Where are you from originally?

Ann Arbor, Michigan.

What brought you to New Orleans?

I’m a jazz musician and I felt I owed it to the music to spend time in this city. But I’m also from the Midwest and we’re very logical workaholics up there so I wasn’t going to move until I got a job. Once I got a job, I accepted the job offer and moved down here about two weeks later.

What was the job?

I worked for the New Orleans Jazz Orchestra and the Jazz Playhouse as their music and talent associate.

As of now, how would you describe your role within the music community of New Orleans?

My mother once said, “Ella Campbell: Champion of the Under-appreciated Musician”. That’s how I would put it right now. I’m doing some hourly, personal assistant type stuff for different musicians. I’m starting a little platform called Raymond Street Ruckus where I’m putting together different one-time management packages for people. There are people in the city that ask me to be their manager and I know from experience that I have working with musicians that they don’t need a full-time manager. I’m trying to offer an extra hand when musicians need it. So I’m building that now and being the champion of the under-appreciated musician.

Growing up, do you remember being told or taught anything about the behavioral expectations for you as a girl?

Yes.

Can you define sexism as it presents itself to you?

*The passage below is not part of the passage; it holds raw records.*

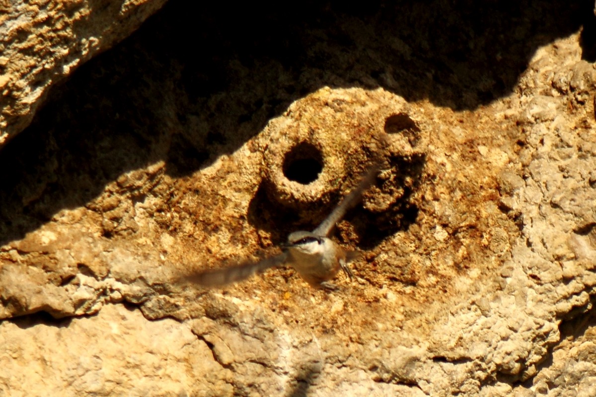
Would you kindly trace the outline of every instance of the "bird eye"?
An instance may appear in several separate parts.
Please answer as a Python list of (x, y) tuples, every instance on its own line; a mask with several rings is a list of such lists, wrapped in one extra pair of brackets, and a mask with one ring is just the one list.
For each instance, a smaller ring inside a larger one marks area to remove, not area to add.
[(298, 241), (297, 241), (295, 243), (296, 244), (306, 244), (308, 243), (312, 243), (312, 242), (315, 242), (315, 241), (317, 242), (319, 244), (321, 243), (321, 239), (316, 237), (312, 237), (312, 236), (309, 236), (308, 237), (303, 237), (302, 239), (300, 239), (300, 240), (299, 240)]

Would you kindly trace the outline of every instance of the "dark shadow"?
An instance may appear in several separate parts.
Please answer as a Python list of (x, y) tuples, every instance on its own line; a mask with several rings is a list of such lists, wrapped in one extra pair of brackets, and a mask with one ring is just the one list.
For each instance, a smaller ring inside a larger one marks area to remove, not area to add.
[(49, 327), (63, 328), (70, 325), (73, 317), (55, 318), (48, 312), (42, 310), (32, 314), (14, 317), (4, 321), (10, 321), (21, 329), (27, 329), (39, 324), (44, 324)]
[[(426, 156), (422, 154), (390, 158), (390, 179), (381, 181), (377, 178), (375, 185), (381, 191), (403, 189), (401, 196), (380, 213), (368, 211), (361, 205), (346, 213), (344, 219), (353, 226), (359, 249), (371, 249), (396, 232), (407, 230), (416, 221), (418, 208), (412, 202), (412, 196), (420, 186)], [(269, 233), (272, 242), (276, 245), (286, 242), (287, 236), (292, 232), (315, 229), (342, 198), (338, 195), (329, 205), (315, 204), (304, 213), (299, 213), (272, 199), (267, 193), (266, 183), (262, 182), (249, 204), (248, 221), (256, 229)]]
[(321, 365), (309, 363), (301, 368), (296, 376), (296, 384), (289, 390), (287, 397), (306, 397), (308, 390), (321, 374)]
[[(87, 205), (123, 173), (163, 161), (168, 174), (190, 175), (324, 85), (475, 109), (510, 93), (538, 46), (582, 23), (591, 59), (592, 4), (311, 1), (288, 11), (172, 0), (54, 87), (0, 152), (0, 245)], [(394, 121), (387, 128), (402, 126)]]

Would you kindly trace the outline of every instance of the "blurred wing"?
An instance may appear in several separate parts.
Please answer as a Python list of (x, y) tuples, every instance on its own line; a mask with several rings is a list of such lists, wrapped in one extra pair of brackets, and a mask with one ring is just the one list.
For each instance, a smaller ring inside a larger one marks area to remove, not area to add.
[(321, 223), (318, 227), (312, 231), (315, 236), (328, 236), (329, 233), (337, 222), (341, 220), (346, 212), (358, 204), (362, 197), (362, 193), (372, 185), (375, 177), (378, 172), (378, 165), (375, 165), (368, 168), (362, 176), (360, 183), (349, 195), (343, 198), (342, 202), (329, 214), (327, 218)]
[(185, 277), (184, 279), (204, 287), (219, 287), (231, 283), (237, 283), (270, 267), (283, 264), (285, 261), (286, 256), (285, 252), (282, 252), (259, 262), (247, 262), (235, 266), (207, 270), (190, 274)]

It’s unintentional, habitual ignorance. I don’t think many people know what they’re doing. There’s a lot of videos going around about racist micro-aggressions. There’s videos about, what do they call it? Mansplaining? Sometimes it is malicious, sometimes it’s just mean, sometimes it’s a power play but for the most part, I think sexism is an unintentional ignorance that has become habit.

How does being treated in a sexist way make you feel?

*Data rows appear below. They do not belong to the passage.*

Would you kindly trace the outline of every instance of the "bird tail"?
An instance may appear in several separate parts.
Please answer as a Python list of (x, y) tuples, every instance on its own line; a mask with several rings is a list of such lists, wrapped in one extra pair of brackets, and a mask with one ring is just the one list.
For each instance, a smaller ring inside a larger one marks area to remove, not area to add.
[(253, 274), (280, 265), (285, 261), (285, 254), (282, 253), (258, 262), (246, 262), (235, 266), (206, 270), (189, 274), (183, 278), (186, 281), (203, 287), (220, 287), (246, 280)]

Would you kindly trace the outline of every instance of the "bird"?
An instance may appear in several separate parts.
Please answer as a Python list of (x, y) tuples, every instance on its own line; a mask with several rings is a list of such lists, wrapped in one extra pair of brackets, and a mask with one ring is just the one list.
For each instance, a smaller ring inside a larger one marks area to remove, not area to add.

Is eye-rolling an emotion? What emotion is that? What emotion is a sigh? Sometimes it’s just silence. Maybe I’m numb to it and that reaction is that I don’t have any emotions about it anymore. It’s like a static television station. It’s white noise.

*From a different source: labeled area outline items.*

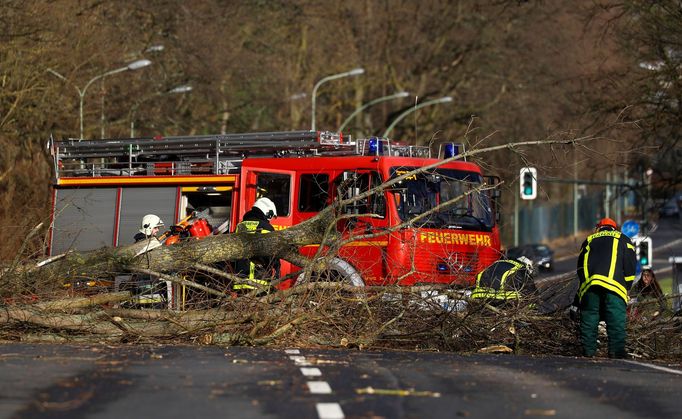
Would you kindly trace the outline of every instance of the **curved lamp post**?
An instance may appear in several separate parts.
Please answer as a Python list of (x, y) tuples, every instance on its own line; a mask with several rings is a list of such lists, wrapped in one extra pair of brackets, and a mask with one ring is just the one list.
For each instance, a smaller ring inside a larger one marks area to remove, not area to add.
[(407, 96), (409, 96), (409, 95), (410, 95), (410, 94), (407, 93), (407, 92), (398, 92), (398, 93), (394, 93), (394, 94), (392, 94), (392, 95), (390, 95), (390, 96), (383, 96), (383, 97), (380, 97), (380, 98), (377, 98), (377, 99), (374, 99), (374, 100), (370, 100), (369, 102), (367, 102), (367, 103), (365, 103), (364, 105), (360, 106), (359, 108), (355, 109), (355, 110), (353, 111), (353, 113), (350, 114), (350, 116), (349, 116), (348, 118), (346, 118), (345, 121), (343, 121), (343, 124), (341, 124), (341, 126), (339, 127), (339, 129), (337, 130), (337, 132), (342, 132), (343, 129), (346, 128), (346, 125), (348, 125), (348, 124), (350, 123), (350, 121), (351, 121), (357, 114), (359, 114), (360, 112), (362, 112), (362, 111), (364, 111), (365, 109), (369, 108), (370, 106), (374, 106), (374, 105), (376, 105), (377, 103), (386, 102), (387, 100), (392, 100), (392, 99), (398, 99), (398, 98), (407, 97)]
[[(151, 63), (152, 62), (147, 60), (147, 59), (133, 61), (132, 63), (126, 65), (125, 67), (121, 67), (121, 68), (117, 68), (115, 70), (107, 71), (106, 73), (102, 73), (99, 76), (93, 77), (92, 79), (90, 79), (90, 81), (88, 81), (85, 84), (83, 89), (80, 89), (75, 84), (73, 85), (73, 87), (76, 88), (76, 91), (78, 91), (78, 96), (80, 97), (80, 106), (78, 108), (78, 117), (80, 119), (80, 139), (81, 140), (83, 139), (83, 98), (85, 97), (85, 92), (88, 90), (88, 87), (90, 87), (92, 85), (92, 83), (94, 83), (95, 81), (97, 81), (101, 78), (104, 78), (106, 76), (111, 76), (112, 74), (121, 73), (121, 72), (128, 71), (128, 70), (138, 70), (140, 68), (147, 67)], [(69, 80), (66, 77), (64, 77), (63, 75), (54, 71), (53, 69), (48, 68), (47, 71), (49, 73), (51, 73), (52, 75), (57, 76), (66, 82), (69, 82)]]
[(182, 86), (177, 86), (174, 87), (167, 92), (161, 92), (161, 93), (156, 93), (155, 95), (149, 96), (146, 99), (143, 99), (136, 104), (133, 105), (132, 108), (130, 108), (130, 138), (135, 137), (135, 112), (137, 112), (137, 109), (140, 107), (140, 105), (144, 102), (146, 102), (149, 99), (155, 98), (157, 96), (163, 96), (163, 95), (174, 95), (177, 93), (189, 93), (193, 89), (192, 86), (189, 84), (183, 84)]
[(311, 124), (310, 124), (310, 130), (315, 131), (315, 97), (317, 95), (317, 89), (320, 88), (322, 83), (326, 83), (331, 80), (336, 80), (340, 79), (343, 77), (350, 77), (350, 76), (359, 76), (360, 74), (363, 74), (365, 72), (364, 68), (354, 68), (350, 71), (346, 71), (345, 73), (338, 73), (338, 74), (332, 74), (331, 76), (327, 76), (320, 81), (318, 81), (315, 86), (313, 87), (313, 93), (312, 93), (312, 117), (311, 117)]
[(452, 102), (452, 97), (444, 96), (440, 99), (429, 100), (429, 101), (426, 101), (424, 103), (420, 103), (419, 105), (415, 106), (414, 108), (410, 108), (410, 109), (406, 110), (405, 112), (398, 115), (398, 117), (396, 119), (394, 119), (393, 122), (391, 122), (391, 125), (389, 125), (388, 128), (386, 128), (386, 131), (384, 131), (384, 134), (382, 135), (382, 137), (387, 138), (388, 133), (390, 133), (393, 130), (393, 128), (395, 128), (395, 126), (398, 124), (398, 122), (402, 121), (407, 115), (411, 114), (412, 112), (419, 110), (425, 106), (437, 105), (439, 103), (447, 103), (447, 102)]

Do you always notice when individuals are acting in a sexist way?

Oh yeah.

Do you recall any specific experiences when you experienced sexist behavior against you?

I feel that if I elaborate I’m handing my narrative over to the people that did it. And that’s not my story and their narrative is not my narrative. I experienced that and it’s also not my story.

What made you want to be a part of this project?

Once I saw women that I work with doing it I was more comfortable with it. About six years ago, a friend and I started a blog where we got all of these women in our jazz programs to contribute to this blog where essentially we utilized the blog as a platform to say , “Here’s a bunch of 19-year old girls producing the same content that you’ll find in Downbeat Magazine.” That lasted about two years and people still go to it. It has useful information on it that a bunch of 19 and 20-year old girls put together. That was the last time I participated in a project like this. Initially I thought, “Oh my god, no. We do more things than get harassed.” My story is so much bigger than the guy at DePaul University in Chicago, Illinois who auditioned me—is that on the record? DePaul University, Chicago, Illinois! I had a very sexist experienced in the audition process! But I am doing a lot better than that guy would have even expected me to do as his student. You know what I’m saying? All of us are doing so much more. Our stories are not the voices of people that put these opinions over us. All of the women I know that are in this industry are way more colorful and hard-working and smart than some guy at Guitar Center thinking that you don’t know what drumhead you’re talking about. We’re all so much smarter and so much livelier and so much deeper then these dumb stories that people don’t even know they’re imposing on us.